Queen Elizabeth and the Floating Solar

Europe’s biggest ever floating solar panel array is being installed on London’s Queen Elizabeth II reservoir as part of Thames Water’s ambitious bid to self-generate a third of its own energy by 2020.

Just over 23,000 solar photovoltaic (PV) panels will be floated on the reservoir near Walton-on-Thames, utilising a normally redundant suburban space on the surface, following an agreement between Thames Water, Ennoviga Solar and Lightsource Renewable Energy.

The floating pontoon will cover around a tenth of the reservoir – enough to fill eight Wembley football pitches.

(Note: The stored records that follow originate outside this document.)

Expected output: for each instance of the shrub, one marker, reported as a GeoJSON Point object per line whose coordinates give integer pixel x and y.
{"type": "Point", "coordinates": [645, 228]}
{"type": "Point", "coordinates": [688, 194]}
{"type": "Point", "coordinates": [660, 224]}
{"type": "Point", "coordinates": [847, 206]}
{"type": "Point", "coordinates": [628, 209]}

The low carbon, renewable energy produced will be used to help power the nearby water treatment works putting downward pressure on customer bills[1]. It will have a total installed peak capacity of 6.3 megawatts and is expected to generate 5.8 million kilowatt hours in its first year – equivalent to the annual consumption of around 1,800 homes.

Thames Water’s energy manager, Angus Berry said: “Becoming a more sustainable business is integral to our long term strategy and this innovative new project brings us one step closer to achieving our goal – this is the right thing for our customers, the right thing for our stakeholders and most importantly the right thing for the environment.”

Lightsource will oversee the deployment of more than 61,000 floats and 177 anchors, which will provide the floating platform for the solar array.

Eva Pauly, International Business Development Director at Ciel et Terre International, the manufacturer of the floating mounting system, said: “This is our largest project outside of Japan and the first one with European bank financing, proving that our technology is not only suitable for water utilities but has also been recognised as bankable in Europe as well as Asia.”

As well as setting a target of generating 33% of its own renewable energy by 2020, Thames Water is striving to become more efficient to reduce its reliance on the grid. It generated a total of 12.5% of its electricity requirements from renewable sources in 2014/2015, which is a 4% increase on the year before. In 2015, Thames Water pledged to support the objectives of the Paris Agreement to limit the global temperature rise to less than 2 degrees Celsius and this project will contribute to achieving this goal.